Le journal “Rouge", organe de la LCR, le dit clairement dans son numéro du 31 décembre 86:
- "Avec 1'auto-organisation, ce sont les syndicats qui sont devenus objet: ils sont sous le contrôle des cheminots (sic). Les travailleurs se donnent ainsi toutes les garanties de gagner (...) Les cheminots créent ainsi de nouveaux instruments qui ne remplacent pas les syndicats, mais qui permettent de gagner sans s'opposer à eux," (souligné par nous)
Voilà la fausse critique, l'ambiguïté qui permet aux gauchistes d'avoir trente-six visages, adaptables au gré des situations, et poignarder la classe après avoir trompé sa vigilance !

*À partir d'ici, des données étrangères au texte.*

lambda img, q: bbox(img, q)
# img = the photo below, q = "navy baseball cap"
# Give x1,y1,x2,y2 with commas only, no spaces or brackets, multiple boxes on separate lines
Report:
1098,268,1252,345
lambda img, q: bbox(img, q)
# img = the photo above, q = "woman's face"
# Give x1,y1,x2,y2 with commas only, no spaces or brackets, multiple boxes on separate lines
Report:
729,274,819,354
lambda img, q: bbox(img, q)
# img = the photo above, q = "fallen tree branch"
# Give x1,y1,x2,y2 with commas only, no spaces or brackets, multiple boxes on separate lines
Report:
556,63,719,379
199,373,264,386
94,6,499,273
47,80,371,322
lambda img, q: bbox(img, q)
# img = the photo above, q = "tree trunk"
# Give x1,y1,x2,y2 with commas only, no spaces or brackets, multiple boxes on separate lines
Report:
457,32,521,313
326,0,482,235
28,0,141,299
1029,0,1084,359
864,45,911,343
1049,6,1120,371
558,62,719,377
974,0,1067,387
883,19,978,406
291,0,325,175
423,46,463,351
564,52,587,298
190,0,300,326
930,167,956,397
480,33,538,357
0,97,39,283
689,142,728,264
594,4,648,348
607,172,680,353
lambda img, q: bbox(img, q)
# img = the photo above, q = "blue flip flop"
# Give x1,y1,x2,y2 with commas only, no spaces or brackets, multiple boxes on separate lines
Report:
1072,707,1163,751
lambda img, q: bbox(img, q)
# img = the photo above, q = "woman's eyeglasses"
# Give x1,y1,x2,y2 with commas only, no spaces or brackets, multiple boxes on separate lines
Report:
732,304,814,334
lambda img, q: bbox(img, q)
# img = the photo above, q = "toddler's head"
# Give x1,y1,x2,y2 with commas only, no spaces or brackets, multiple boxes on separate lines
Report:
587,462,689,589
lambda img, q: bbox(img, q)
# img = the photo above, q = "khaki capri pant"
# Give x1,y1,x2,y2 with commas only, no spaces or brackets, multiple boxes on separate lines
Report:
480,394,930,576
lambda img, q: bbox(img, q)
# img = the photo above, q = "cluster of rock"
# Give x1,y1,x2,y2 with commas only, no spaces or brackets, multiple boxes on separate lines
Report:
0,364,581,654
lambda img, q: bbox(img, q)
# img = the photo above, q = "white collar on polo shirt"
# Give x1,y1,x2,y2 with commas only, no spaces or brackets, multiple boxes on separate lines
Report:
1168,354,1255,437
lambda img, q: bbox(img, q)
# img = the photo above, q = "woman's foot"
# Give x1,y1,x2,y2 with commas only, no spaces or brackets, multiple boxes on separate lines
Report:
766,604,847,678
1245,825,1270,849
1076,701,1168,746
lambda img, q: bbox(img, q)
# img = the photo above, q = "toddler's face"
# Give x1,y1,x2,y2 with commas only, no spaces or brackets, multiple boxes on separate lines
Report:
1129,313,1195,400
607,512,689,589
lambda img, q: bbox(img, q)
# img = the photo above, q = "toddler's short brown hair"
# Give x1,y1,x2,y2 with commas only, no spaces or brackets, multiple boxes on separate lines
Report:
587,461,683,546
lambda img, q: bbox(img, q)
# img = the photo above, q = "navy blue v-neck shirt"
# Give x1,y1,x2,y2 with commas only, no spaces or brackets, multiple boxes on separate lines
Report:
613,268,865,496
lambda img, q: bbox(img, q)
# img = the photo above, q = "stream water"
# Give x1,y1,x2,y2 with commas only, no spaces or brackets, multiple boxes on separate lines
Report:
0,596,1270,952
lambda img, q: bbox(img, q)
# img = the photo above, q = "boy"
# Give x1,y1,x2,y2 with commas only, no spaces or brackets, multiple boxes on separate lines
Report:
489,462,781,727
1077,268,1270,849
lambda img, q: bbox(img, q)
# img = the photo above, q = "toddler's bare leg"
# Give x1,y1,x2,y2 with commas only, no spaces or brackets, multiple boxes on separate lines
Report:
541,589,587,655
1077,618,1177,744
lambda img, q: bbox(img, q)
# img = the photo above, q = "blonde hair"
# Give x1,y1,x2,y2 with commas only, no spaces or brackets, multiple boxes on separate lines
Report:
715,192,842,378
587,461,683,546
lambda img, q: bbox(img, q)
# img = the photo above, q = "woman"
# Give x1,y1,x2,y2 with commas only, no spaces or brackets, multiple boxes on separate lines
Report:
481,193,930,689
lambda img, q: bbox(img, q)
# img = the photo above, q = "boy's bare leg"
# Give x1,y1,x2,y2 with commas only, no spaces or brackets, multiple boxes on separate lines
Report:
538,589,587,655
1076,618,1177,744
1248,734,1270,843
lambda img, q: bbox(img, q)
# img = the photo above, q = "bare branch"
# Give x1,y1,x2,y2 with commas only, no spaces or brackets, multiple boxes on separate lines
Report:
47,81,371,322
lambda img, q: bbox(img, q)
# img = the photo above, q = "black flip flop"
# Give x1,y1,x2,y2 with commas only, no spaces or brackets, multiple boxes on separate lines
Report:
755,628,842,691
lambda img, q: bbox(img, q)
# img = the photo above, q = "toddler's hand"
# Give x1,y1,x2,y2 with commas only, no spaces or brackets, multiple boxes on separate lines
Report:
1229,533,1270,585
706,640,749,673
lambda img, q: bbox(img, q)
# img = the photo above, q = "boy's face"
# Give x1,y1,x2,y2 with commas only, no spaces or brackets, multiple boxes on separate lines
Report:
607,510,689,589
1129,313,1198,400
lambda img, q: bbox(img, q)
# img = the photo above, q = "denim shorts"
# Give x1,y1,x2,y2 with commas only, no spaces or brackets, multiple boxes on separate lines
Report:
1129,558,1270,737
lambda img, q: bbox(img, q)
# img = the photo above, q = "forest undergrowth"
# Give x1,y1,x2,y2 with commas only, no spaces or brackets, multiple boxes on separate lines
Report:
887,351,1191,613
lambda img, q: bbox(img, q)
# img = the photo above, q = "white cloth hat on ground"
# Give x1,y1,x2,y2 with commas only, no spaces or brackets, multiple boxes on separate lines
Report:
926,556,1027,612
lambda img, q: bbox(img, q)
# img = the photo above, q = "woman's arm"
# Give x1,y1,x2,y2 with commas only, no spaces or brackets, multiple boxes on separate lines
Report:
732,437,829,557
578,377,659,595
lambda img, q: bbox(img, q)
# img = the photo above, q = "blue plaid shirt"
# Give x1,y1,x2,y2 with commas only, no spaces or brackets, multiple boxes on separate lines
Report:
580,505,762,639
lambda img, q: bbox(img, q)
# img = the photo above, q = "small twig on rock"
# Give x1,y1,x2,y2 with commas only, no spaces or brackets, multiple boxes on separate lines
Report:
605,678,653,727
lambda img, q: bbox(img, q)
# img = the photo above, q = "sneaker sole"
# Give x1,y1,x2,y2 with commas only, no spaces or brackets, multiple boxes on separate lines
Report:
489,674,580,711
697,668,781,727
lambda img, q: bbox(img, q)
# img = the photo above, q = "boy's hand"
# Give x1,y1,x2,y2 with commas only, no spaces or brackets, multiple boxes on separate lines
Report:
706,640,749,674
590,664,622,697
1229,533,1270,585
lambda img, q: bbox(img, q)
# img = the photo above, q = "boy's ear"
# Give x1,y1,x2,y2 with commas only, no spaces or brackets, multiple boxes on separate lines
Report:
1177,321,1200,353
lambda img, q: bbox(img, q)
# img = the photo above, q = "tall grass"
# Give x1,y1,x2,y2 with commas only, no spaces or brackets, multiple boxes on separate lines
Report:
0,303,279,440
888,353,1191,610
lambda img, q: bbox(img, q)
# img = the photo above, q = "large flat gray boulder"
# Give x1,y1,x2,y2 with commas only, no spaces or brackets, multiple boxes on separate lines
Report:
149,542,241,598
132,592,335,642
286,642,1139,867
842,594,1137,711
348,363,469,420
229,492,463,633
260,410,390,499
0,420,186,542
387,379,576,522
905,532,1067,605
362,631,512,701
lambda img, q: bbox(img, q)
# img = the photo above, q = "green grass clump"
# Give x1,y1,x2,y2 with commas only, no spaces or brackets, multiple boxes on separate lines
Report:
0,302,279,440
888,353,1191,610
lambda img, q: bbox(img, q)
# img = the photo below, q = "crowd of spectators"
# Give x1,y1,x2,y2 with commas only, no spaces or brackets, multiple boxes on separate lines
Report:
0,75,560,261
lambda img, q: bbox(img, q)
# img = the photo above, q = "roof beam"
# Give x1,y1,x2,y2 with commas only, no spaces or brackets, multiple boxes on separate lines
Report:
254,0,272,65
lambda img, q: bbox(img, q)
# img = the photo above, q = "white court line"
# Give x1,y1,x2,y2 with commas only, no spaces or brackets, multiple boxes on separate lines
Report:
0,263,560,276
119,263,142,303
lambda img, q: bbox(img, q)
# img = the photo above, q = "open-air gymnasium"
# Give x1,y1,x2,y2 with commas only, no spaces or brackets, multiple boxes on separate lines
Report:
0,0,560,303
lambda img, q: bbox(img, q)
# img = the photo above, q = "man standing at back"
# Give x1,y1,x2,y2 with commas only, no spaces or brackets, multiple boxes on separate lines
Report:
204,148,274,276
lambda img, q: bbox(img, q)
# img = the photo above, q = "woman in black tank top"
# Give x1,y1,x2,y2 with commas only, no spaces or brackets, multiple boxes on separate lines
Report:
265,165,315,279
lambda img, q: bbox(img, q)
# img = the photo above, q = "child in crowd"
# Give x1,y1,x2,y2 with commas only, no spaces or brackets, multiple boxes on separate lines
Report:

Ainsi, à la coordination de Paris-Nord, ils ont répété : "Laissons les syndicats négocier, çà n’est pas notre problème. Mais si les accords ne nous conviennent pas, on les rejettera et on continuera la grève!". Discours hypocrite qui permettait que les ouvriers ne contrôlent en rien les magouilles gouvernement-patronat-syndicats et qui redorait la façade des syndicats qui pouvaient alors dire : "Nous allons consulter notre base", perpétuant l'idée que les syndicats "défendent” la classe ouvrière.
A la coordination d'Ivry, les gauchistes reprenaient la forte volonté des grévistes de contrôler les négociations, mais pour la détourner en disant : "On veut notre place à côté des syndicats pour les négociations".
Cela permettait que les ouvriers ne se posent pas ouvertement et clairement la question : "Pourquoi ce sont les syndicats qui négocient à notre place"?
C'est ainsi que les gauchistes se sont avérés, dans la pratique, les meilleurs défenseurs de la "représentativité" des centrales syndicales dont ils ont toujours affirmé qu'elles devaient être les principales négociatrices face au gouvernement..., alors qu'elles s'étaient opposées à la grève au début!
C'est ainsi qu'à l'heure d'organiser une manifestation, ils s'en sont remis aux appareils syndicaux...
C'est ainsi qu'à la fin du mouvement, ce sont bel et bien les syndicats qui ont mené les négociations avec le gouvernement et le patronat, "parce qu'on a quand même besoin d’eux"! dixit "Rouge"
il faut que les ouvriers en soient conscients. Dans le développement de leurs luttes à venir, ils auront encore ces fervents défenseurs (en parole) de leur combat prêts à les suivre, puis à les mener... à la défaite.
Derrière la phraséologie assembléiste, pour l'auto-organisation* tout le travail des gauchistes a été d'enfermer le mouvement, de noyer les questions afin d'étouffer toute critique réelle des syndicats, et de prévenir toute tentative d'extension vers les autres secteurs -alors que beaucoup d’entre-eux, marins, dockers, navale, RATP..., étaient en lutte- relayant et complétant, à la SNCF, le travail d'isolement mené par les syndicats, et particulièrement la OGT, dans ces autres secteurs (voir article p.5).
Dans la dynamique actuelle des luttes ouvrières, les ouvriers sont poussés et cherchant à sortir de l'isolement et pour cela, il leur faut et il leur faudra combattre avec toujours plus de force leurs ennemis tels que syndicats, syndicalistes de base, gauchistes, qui n'ont de cesse de les enfermer dans "leur" usine, “leur" secteur, "leur" corporation, qui n'ont de cesse d'empêcher toute extension de leur lutte, parce que c'est là que réside toute la force de la classe ouvrière : la prise en main des luttes par les ouvriers eux-mêmes, pour élargir et unifier leur combat.